Le plus ahurissant pour moi est la vitesse a laquelle tout se passe. Christiane passe de petite fille modèle a 11ans a jeune délinquante a 12, droguée a 13, tapineuse a 14. Rien pour freiner la chute, aucun garde-fou pour la rattraper, ni même empêcher ses multiples rechutes. Le doigt dans l’engrenage et comme tu dis, les limites personnelles sautent l’une après l’autre. Les descriptions sont saisissantes mais ce qui est le plus effrayant c’est plutôt tout ce qui n’est pas dit, tout ce qui est directement banalise comme ses actes de prostitution. Comme si elle n’avait pas ou a peine été atteinte et que c’était accessoire et sans importance face a la priorité de la dope.

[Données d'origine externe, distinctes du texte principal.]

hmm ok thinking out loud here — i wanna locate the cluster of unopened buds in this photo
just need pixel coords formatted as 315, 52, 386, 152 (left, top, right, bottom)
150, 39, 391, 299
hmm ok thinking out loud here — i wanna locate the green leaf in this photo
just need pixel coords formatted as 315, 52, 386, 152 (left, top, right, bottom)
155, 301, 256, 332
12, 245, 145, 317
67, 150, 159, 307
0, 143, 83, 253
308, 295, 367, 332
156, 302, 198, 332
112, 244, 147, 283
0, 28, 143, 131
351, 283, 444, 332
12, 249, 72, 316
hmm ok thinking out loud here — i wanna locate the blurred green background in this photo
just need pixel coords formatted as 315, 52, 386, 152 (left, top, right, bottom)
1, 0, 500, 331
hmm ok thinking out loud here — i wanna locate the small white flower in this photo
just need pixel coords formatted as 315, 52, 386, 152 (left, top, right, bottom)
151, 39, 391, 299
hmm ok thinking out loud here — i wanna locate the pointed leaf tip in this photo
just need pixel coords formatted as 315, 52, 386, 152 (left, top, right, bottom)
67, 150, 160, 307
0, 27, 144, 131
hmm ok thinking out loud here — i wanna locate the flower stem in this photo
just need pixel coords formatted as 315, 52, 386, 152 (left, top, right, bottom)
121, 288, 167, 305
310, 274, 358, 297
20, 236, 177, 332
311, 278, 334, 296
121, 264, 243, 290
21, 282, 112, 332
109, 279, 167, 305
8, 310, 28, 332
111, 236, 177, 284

Le pire étant que si ça avait été une œuvre de fiction, j’aurais volontiers soulevé des incohérences. Comme la mère assez absente, le fait de dire « ah non moi je suce pas les Turcs » et le faire deux semaines après, la quasi absence des flics, etc. Glaçant.
Content de voir que vous avez apprécié (comme d’autres).
Le truc c’est que je ne me vois pas juger de la vraisemblance du monde des cames alors que je n’y connais rien, encore moins de ce qui se passait dans les annees 70 a Berlin.
Cela dit, je peux comprendre qu’il n’y ai aucun service, aucune force de police pour lutter contre les ravages de la drogue chez des fillettes qui partousent et se piquent 3 fois par jour a l’age ou je jouais a Zelda sur ma Gameboy.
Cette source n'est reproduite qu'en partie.